Часа через два в отделе кадров дядька такой толстый, что когда он смеялся, то животом тряс письменный стол, и такой лысый, что в его лысине отражалась настольная лампа со стеклянным зелёным абажуром, прохрипел:
— Четыре гардеробщика, два вахтёра работали по два месяца. Зарплату получали не у нас, поскольку они от управления коммунального хозяйства… и естественно, никаких данных у нас на них нет! Не смей реветь! Орёл! Солдат! Следопыт! Не смей!
— Да не реву я!
— Молодец! Что тебя не устраивает? Вот иди в коммунальное управление. Не смей реветь!
— Да! — сказал я. — Тут и без отдела кадров ясно, что на «Ф.М.» ни одного человека нет!
— Ну и что! — сказал толстяк. — Ну и что! Я тридцать лет сижу на кадрах! Как меня в сорок третьем году на Курской дуге долбануло в позвоночник, так я на кадры был переведён… У меня опыт! Фотокорреспондент — почти художник. Художник — богема! А это значит — псевдоним! А псевдоним к фамилии может никакого отношения не иметь! Псевдоним может быть Туманский, или Грёзин, или Чаровницын, а фамилия при этом Колупаев. Форген-Морген может быть и Корытиным, и Лопатиным…
— Так что же, мне его никогда не найти?
— Не смей реветь! Не смей! Выше голову! Орёл! Чапаевец! Герой! Не реви!

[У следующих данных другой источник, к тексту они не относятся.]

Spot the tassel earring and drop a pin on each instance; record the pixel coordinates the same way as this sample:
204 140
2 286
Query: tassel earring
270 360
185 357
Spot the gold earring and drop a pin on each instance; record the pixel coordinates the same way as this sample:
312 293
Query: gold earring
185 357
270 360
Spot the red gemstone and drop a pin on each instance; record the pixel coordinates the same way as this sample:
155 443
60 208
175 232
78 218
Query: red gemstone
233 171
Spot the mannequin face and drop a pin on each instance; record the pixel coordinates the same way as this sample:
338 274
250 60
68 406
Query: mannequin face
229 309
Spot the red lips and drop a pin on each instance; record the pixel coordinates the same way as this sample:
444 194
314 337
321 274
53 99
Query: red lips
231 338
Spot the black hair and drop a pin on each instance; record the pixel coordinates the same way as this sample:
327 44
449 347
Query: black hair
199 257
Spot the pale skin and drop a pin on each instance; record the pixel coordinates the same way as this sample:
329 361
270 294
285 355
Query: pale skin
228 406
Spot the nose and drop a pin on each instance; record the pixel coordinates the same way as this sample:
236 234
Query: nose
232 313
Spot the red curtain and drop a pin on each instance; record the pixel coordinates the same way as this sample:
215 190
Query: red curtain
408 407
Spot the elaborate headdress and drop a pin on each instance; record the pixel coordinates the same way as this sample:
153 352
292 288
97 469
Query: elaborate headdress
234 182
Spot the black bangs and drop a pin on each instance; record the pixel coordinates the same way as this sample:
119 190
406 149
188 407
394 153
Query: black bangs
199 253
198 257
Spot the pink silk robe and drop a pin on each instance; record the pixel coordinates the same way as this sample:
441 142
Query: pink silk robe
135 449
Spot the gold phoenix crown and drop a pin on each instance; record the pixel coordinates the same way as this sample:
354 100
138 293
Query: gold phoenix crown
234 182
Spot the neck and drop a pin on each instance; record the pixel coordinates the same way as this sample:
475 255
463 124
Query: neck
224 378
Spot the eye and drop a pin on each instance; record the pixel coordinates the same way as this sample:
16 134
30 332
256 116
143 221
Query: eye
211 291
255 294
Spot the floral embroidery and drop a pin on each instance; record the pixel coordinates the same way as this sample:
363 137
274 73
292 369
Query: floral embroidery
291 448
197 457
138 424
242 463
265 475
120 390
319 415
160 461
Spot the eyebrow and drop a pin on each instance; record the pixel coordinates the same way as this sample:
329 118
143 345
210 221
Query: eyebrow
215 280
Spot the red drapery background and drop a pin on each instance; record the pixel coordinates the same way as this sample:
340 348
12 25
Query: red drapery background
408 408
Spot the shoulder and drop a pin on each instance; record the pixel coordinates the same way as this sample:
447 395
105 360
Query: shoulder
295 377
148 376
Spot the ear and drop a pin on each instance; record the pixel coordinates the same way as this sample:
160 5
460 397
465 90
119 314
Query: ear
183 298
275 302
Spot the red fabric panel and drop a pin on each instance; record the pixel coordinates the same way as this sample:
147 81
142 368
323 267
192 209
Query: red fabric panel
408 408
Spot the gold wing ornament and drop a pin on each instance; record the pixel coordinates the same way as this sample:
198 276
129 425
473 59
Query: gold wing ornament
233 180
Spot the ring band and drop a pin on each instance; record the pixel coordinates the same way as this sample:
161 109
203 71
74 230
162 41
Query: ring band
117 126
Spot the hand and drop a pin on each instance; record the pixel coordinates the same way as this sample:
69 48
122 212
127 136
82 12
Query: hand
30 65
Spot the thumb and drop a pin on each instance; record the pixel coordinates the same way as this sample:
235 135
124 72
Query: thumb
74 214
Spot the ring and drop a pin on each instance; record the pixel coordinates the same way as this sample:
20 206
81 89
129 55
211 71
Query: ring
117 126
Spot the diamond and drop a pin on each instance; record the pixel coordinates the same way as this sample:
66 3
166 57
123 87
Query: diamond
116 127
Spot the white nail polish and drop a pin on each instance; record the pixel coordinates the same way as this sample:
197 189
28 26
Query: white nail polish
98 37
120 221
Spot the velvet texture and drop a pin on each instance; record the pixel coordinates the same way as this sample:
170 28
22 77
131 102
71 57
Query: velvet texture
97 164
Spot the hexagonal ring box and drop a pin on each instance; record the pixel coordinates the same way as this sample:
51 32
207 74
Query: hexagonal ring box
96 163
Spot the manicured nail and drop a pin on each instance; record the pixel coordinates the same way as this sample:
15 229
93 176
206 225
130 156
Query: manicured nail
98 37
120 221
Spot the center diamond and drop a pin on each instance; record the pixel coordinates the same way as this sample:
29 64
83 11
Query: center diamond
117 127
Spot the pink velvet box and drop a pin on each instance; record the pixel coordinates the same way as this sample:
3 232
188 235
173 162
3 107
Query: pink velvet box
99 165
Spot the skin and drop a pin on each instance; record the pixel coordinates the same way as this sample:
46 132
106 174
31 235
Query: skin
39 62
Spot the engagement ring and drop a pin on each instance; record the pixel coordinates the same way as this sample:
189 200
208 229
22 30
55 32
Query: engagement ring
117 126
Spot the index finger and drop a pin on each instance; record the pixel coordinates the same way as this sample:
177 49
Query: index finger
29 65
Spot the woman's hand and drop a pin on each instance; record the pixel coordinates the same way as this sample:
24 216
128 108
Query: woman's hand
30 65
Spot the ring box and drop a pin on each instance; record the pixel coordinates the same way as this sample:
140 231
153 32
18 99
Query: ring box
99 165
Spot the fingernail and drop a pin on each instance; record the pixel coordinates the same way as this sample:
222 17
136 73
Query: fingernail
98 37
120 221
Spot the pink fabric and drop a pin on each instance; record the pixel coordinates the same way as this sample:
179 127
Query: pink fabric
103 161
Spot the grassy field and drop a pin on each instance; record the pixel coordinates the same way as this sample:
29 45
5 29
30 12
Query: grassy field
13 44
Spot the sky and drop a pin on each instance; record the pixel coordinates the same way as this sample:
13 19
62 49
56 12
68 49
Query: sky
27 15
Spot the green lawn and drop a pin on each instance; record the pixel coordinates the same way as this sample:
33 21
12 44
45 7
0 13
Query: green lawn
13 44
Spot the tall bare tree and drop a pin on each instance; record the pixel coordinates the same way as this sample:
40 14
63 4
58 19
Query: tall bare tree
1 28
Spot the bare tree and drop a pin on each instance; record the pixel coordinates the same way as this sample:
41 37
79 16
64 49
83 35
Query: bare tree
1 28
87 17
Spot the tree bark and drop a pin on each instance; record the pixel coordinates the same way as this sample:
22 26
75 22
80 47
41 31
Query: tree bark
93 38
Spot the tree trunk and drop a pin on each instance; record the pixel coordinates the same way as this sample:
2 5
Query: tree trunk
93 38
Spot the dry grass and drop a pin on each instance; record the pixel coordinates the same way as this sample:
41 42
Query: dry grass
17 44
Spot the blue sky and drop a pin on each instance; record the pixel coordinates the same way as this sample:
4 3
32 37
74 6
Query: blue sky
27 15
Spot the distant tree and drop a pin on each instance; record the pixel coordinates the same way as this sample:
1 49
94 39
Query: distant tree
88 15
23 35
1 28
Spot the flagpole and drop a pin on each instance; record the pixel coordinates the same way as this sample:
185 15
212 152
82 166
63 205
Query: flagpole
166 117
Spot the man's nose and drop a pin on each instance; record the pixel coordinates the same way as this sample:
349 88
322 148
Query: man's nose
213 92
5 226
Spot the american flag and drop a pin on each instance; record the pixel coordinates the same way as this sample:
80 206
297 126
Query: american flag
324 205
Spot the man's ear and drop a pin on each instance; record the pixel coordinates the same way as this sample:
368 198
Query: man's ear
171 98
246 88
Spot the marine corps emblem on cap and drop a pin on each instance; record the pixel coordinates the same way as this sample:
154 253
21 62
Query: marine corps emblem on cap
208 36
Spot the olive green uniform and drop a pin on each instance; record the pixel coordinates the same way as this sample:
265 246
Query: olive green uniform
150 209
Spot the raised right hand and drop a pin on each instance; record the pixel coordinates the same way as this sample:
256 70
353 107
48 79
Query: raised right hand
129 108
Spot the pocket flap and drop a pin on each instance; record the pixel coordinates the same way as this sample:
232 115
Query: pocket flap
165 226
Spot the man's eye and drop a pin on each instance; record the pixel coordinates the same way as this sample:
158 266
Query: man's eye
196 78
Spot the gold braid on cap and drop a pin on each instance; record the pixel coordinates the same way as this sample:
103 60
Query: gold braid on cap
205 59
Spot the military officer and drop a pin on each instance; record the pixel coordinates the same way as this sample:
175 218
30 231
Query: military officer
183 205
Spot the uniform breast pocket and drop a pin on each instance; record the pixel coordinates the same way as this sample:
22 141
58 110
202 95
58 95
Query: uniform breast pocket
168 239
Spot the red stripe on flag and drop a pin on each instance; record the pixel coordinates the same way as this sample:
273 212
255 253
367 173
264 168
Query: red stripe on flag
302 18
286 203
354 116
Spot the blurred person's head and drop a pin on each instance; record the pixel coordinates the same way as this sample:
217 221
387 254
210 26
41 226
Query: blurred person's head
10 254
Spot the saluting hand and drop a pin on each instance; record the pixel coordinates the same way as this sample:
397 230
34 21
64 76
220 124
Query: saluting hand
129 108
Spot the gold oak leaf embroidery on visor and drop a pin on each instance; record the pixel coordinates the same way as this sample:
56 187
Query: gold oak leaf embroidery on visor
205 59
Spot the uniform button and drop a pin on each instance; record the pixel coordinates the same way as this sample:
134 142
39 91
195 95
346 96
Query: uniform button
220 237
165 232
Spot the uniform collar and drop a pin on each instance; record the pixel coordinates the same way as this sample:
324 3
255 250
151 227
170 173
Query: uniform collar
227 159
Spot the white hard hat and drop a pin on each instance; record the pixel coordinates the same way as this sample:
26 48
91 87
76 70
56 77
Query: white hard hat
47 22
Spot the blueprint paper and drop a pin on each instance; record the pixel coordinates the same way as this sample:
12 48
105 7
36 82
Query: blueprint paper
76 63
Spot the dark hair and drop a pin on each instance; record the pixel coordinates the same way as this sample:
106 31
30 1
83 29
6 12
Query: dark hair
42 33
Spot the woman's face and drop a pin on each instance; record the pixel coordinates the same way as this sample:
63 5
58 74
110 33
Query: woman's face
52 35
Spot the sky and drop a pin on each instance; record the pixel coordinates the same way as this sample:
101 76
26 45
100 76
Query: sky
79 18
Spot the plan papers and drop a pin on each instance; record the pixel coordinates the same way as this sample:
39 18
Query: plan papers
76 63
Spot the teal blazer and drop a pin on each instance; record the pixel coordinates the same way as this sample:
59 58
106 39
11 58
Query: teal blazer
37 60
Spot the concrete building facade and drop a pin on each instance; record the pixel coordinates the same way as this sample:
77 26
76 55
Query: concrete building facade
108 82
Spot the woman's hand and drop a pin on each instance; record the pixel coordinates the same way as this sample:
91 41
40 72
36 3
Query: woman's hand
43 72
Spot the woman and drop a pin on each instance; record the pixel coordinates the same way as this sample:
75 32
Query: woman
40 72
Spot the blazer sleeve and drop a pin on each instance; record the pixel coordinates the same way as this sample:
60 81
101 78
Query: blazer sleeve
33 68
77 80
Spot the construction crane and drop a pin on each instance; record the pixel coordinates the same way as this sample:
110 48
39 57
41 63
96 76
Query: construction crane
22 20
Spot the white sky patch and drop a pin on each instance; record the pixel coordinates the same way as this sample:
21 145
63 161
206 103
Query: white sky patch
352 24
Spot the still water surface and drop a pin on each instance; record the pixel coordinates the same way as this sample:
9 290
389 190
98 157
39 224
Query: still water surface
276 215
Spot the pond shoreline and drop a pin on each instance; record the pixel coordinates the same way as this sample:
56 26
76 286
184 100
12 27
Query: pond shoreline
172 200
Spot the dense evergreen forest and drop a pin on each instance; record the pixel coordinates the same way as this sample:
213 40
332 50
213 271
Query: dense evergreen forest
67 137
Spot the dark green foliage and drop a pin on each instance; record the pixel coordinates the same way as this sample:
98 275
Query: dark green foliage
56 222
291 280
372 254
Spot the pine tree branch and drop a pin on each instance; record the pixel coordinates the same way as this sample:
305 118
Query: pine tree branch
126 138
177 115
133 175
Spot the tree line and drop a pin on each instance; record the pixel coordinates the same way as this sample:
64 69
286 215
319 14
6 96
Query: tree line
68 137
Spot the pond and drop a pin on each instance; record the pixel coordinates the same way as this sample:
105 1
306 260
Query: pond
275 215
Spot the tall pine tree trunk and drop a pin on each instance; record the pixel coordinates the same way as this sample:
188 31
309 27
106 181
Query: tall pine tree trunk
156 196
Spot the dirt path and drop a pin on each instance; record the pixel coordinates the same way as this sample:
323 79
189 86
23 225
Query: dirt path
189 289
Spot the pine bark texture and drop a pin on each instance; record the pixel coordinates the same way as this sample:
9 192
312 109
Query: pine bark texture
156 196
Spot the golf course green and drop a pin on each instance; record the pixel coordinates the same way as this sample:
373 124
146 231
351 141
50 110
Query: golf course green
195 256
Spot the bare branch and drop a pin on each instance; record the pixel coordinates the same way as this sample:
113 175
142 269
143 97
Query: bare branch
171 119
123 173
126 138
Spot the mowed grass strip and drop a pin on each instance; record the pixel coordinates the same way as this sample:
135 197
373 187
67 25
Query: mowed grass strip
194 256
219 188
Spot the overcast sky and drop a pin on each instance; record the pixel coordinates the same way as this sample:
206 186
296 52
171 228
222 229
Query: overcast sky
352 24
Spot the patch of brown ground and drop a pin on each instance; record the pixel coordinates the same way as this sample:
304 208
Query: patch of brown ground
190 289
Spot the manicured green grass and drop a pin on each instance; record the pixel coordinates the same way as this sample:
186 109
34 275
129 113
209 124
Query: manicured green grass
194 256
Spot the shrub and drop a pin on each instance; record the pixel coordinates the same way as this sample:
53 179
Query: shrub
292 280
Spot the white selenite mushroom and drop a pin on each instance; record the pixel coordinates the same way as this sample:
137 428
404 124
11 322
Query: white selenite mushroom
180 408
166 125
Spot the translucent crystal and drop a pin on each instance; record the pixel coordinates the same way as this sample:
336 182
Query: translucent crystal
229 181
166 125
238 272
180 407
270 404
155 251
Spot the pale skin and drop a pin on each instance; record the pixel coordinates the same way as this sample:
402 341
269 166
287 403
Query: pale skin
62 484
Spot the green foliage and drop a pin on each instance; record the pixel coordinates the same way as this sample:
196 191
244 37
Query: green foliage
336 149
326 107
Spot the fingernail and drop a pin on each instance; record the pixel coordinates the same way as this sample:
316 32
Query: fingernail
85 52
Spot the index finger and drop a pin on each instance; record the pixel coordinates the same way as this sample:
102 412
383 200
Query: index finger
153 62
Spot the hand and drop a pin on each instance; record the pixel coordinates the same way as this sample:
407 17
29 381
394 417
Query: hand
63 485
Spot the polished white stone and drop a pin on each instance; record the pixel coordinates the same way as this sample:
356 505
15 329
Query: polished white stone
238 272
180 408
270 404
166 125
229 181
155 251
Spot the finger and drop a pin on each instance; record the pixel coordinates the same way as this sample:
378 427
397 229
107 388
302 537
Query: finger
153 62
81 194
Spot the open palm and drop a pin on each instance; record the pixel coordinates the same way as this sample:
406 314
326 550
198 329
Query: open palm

— Да не реву я! У меня просто такое лицо выразительное!
— Молодец! Марсель Марсо! Артист. — Он снял телефонную трубку и набрал номер. — Выразительное лицо, говоришь? Алё! Алё! Тосенька! Лепетунин беспокоит. Тосенька, я тебе сейчас вахтёров зачитаю, посмотри, зайчик, личные дела, не работал ли кто из них фотокорреспондентом. Тут из министерства нагрянули! Да! Для Исторического музея… Но это между нами… — Толстяк подмигнул мне. — Лады! Лады! Жду звоночка. Видишь, что ты со мной делаешь? — сказал он мне, опуская трубку на рычаги. — Я вру людям в глаза! Историк! Министр! Хоть бы фотографию показал? При себе?
Я достал фотографию.
Толстяк поднял очки на лоб и поднёс её к самому носу.
— «Три танкиста! — пропел он грустно. — Три весёлых друга…» Обмундирование новенькое П.Ш. Качественное обмундирование… Орденоносцы. Да, брат, в сороковом году Красная звёздочка не фунт изюма… Орлы! Добровольцы!
— Почему добровольцы?
— Я тридцать лет на кадрах, глаз — алмаз! Молодые.
Я посмотрел:
— Дяденьки как дяденьки.
— Тебе и десятиклассник — дяденька. Дети! К сорок первому году — самые надёжные бойцы! Опытные, обстрелянные! Этого, брат, голыми руками не возьмёшь… Он пороха нюхнул, драться будет до последнего! Кремень! Железные люди! Кабы не они… — Он отдал фотографию и, подперев подбородок кулаком, сказал: — Вот у меня такая троица в глазах стоит. В июле сорок первого — жара. Фашисты прут! Бомбёжка! Перепуталось всё: и раненые, и беженцы, и наступающие части, и отступающие. Кругом болота горят! Ад!
У речушки — берега — топь сплошная, Т-34 и вот такая троица возится. Откуда ни возьмись, командир — не то полковник, не то ещё кто. Машина вся в пробоинах, в грязи. «Кто такие?»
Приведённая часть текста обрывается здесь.